SoFunction
Updated on 2025-04-08

XML Simple Tutorial Three

The future of XML
Now you already know XML. Indeed, the structure is a bit complicated, and there are various DTDs
Options to define what a document can contain. But that's not all.

Consider an industry where data exchange is important to it, such as banks. Bank uses all
The right system is used to track internal transactions, but if they use a common one on the web
XML format, then they must describe transaction information to another institution or application
order (such as Quicken or MS Money). Of course, they can also be on the web page.
Indicates data. FYI: This mark does not exist. It is called OFEX, open financial transactions
Format (Open Financial Exchange).

In some cases, if IE 4 on the PC encounters a <SOFTPKG> tag, a
Functions will be started to give the user the chance to update the installed software. If you use
It's Windows 98, you may have seen this, but don't know it's a
XML applications.

Here we have three XML applications that look like they were looking at in the 70s with Andy Grove
The addition machine, typewriter and pencil you come to are different. But it should be with the final appearance on the PC
Similar to the application, the benefits of XML can be generally described as: "When you use people
Good things happen when classes and machine-readable tags describe your data. ”

What are these good things? I have no idea. But I don't know what's on my PC
What will a generation of programs look like? As long as the data is marked in this way, it can be generated
Different applications.

Are you starting to think about how much it will expand?

We have a lot of practical applications of XML to talk about, and I will talk about it in the near future
Ours. Since we are all netizens, we will be XSL (extended style language -
eXtensible Style Language).

By the way, this recipe is indeed from my mother, and it is outstanding. if you
Use it, add half a cup of crushed coconut.

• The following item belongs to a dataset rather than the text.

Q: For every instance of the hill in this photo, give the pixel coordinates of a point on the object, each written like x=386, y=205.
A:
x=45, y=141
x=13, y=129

I write this because I sincerely care about your opinion of me. My concern is: If you have read the XML introduction I wrote and then be ready to start writing your own XML document. So you start looking for an established DTD to represent your information. You found one, as follows:

 

<!ATTLIST fn

%;

value CDATA #FIXED "TEXT">

<!ENTITY % "

CDATA #REQUIRED

ENTITY #REQUIRED">


You'll think that Jay must be an idiot. He didn't say anything about ATTLIST and ENTITY - whatever they were.

So let's talk about this and be a little patient first.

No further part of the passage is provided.